The .script.md is the primary re-renderable artifact — the MP3 is derived. Edit the script and re-run to change the narration without touching the wiki.

The handler picks the best available backend, in priority order:

PriorityBackendTriggerCost per 1k charsQuality
1ElevenLabsELEVENLABS_API_KEY set~$0.30Studio-grade
2OpenAI TTSOPENAI_API_KEY set~$0.015Very good
3Piperfallback (lazy-installed)freeRobotic but clean

Voice defaults:

  • Piper: en_US-lessac-medium (HOST / A), en_GB-alan-medium (B)
  • OpenAI: alloy (HOST / A), onyx (B)
  • ElevenLabs: Rachel (HOST / A), Adam (B) — override with ELEVENLABS_VOICE_A / ELEVENLABS_VOICE_B

A generated script looks like this:

# Podcast: transformers
_Generated 2026-04-18 · source hash 2dd9ed4a003f · length target medium (~6 min) · format two-voice_
[A]: Alright. Today we're getting into transformers.
[B]: Why this, why now?
[A]: Because the architecture quietly took over every language task. Here's the shape of it, from *wiki/concepts/attention.md*
[B]: Huh. And how is that different from recurrent networks?
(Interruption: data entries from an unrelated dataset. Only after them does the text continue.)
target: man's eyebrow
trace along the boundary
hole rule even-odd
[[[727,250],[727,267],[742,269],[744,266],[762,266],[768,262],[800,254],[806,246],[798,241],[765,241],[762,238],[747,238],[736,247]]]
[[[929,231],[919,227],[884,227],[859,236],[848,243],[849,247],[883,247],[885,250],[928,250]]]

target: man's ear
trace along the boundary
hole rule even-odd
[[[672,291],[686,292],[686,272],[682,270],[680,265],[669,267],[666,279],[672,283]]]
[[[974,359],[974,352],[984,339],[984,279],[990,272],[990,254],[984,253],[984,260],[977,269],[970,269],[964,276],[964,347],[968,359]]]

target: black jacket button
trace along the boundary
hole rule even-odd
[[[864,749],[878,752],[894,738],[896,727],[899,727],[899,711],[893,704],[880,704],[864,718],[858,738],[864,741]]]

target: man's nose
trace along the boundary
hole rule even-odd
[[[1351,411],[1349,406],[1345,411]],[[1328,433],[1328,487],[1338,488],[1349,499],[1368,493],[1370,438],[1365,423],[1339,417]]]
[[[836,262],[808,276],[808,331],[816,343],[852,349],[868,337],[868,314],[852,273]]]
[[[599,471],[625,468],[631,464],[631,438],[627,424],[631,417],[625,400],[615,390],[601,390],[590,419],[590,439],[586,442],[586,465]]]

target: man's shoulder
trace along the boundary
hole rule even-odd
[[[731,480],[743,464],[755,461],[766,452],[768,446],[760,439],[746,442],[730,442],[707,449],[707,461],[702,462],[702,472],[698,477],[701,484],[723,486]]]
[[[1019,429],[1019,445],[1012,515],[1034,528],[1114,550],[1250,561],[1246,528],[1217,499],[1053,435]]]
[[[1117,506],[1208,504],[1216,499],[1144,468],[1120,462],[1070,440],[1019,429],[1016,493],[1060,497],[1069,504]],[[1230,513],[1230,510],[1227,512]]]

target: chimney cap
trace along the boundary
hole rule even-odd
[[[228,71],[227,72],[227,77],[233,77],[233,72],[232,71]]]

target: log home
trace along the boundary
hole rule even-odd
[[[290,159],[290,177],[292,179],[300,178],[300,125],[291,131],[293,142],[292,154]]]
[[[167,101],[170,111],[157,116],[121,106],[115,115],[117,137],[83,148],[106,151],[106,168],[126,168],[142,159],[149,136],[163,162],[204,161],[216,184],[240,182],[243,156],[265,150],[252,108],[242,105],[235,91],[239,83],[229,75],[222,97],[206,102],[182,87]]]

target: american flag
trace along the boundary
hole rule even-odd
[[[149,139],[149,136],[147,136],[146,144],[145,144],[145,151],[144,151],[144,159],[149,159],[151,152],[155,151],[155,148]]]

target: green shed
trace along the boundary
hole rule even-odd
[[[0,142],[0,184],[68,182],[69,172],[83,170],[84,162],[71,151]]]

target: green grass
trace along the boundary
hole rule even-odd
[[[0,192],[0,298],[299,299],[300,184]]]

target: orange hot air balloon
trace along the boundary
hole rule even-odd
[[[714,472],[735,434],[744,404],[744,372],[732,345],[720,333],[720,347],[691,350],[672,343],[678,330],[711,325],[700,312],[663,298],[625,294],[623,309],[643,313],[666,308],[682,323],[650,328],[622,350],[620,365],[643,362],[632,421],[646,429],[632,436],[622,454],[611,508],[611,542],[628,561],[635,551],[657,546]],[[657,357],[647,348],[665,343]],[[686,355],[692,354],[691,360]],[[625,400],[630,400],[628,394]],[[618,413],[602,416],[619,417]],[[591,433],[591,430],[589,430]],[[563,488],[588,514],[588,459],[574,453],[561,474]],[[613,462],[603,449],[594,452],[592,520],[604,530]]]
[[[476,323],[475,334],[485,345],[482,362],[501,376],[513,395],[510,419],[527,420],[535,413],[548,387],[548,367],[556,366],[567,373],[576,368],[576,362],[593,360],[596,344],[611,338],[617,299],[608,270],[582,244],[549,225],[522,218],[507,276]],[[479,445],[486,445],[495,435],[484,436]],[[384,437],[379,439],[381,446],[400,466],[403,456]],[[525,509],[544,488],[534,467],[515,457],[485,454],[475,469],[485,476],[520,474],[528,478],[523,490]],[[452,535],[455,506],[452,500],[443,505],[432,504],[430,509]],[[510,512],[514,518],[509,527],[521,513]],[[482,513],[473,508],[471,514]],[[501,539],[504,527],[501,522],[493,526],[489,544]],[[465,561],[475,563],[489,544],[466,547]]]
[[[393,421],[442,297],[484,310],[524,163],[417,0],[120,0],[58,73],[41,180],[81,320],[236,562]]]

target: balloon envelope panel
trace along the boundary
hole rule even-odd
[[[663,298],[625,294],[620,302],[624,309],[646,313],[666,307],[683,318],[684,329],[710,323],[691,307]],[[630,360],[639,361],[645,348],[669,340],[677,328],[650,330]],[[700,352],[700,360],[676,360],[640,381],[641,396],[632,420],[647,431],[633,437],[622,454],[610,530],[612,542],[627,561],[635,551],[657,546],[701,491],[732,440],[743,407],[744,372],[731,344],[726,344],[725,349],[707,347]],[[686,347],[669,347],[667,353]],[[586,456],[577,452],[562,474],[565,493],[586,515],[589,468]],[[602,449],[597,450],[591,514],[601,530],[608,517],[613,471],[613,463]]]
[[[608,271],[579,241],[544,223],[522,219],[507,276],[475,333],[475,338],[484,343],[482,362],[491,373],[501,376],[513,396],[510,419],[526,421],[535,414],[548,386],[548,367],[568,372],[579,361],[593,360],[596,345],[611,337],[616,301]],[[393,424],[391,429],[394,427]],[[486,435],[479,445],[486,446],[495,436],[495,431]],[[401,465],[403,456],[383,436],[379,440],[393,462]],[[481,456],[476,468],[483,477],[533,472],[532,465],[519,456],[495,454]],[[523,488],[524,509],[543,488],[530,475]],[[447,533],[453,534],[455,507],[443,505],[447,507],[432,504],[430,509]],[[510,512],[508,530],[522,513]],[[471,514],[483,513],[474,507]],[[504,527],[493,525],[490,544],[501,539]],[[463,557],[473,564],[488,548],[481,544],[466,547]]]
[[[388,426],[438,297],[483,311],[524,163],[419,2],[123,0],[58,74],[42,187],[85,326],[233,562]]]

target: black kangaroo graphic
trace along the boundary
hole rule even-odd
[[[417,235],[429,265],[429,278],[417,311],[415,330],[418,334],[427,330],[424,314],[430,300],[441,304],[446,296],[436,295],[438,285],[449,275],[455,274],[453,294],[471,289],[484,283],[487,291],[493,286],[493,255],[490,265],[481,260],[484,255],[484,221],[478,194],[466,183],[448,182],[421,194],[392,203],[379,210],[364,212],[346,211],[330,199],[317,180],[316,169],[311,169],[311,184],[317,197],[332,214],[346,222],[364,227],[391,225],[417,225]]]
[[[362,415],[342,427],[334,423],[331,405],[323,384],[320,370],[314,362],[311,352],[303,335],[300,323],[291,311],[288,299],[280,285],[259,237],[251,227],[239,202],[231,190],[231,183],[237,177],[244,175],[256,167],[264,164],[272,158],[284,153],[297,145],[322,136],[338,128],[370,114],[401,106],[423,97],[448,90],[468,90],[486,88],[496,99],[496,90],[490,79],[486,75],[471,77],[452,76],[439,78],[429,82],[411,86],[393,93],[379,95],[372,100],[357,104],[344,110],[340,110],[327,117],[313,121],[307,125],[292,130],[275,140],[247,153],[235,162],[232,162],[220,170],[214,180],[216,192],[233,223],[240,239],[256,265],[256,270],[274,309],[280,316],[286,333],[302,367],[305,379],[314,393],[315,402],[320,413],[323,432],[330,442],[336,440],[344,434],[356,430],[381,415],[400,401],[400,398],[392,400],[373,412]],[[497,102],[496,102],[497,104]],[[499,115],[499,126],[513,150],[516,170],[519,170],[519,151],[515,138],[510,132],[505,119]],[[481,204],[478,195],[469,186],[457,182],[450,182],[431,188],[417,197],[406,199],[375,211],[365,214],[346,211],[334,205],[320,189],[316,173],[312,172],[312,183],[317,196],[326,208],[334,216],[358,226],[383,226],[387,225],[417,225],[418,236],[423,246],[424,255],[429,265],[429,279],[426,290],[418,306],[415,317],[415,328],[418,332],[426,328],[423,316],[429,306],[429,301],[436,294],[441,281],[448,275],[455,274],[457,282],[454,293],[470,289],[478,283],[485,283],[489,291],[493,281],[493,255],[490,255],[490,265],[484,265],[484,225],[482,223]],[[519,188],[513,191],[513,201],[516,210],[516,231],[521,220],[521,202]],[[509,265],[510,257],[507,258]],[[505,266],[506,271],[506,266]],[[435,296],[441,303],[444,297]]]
Script rules the LLM follows:

  • Spoken-word, not bulleted summaries. Full sentences, natural cadence.
  • {{cite: path}} placeholders rendered as italic page names before TTS.
  • ~150 wpm target — short ≈ 450 words, medium ≈ 900, long ≈ 1500.
  • Sources list at the end, spoken.

Lazy-installed on first run:

ToolInstallPurposeRequired?
ffmpegbrew install ffmpeg / apt install ffmpegMP3 concatYes
piperbrew install piper-ttsLocal TTSOnly when no cloud key present
SymptomCauseFix
”Piper not found and no cloud TTS key present”Offline, Homebrew failingInstall Piper manually from rhasspy/piper or set OPENAI_API_KEY
Clipped syllables between linesffmpeg concat list has missing newlinesRegenerate — the handler rebuilds the concat list each run
Robotic-sounding outputPiper is in useSet OPENAI_API_KEY or ELEVENLABS_API_KEY for a quality upgrade
ElevenLabs cost higher than expectedLong script + premium voiceUse --length short or swap to OPENAI_API_KEY (20× cheaper per char)
  • No music / intro stingers. Pure voice. Deferred.
  • No ID3 chapters. Would be nice for navigation — deferred.
  • Cost warnings are documented but not enforced — you can burn ElevenLabs credit on a long podcast without a confirmation prompt. Phase 2E adds a pre-render cost check.
  • Piper voice library is small by default. Custom voices go in $PIPER_VOICES_DIR.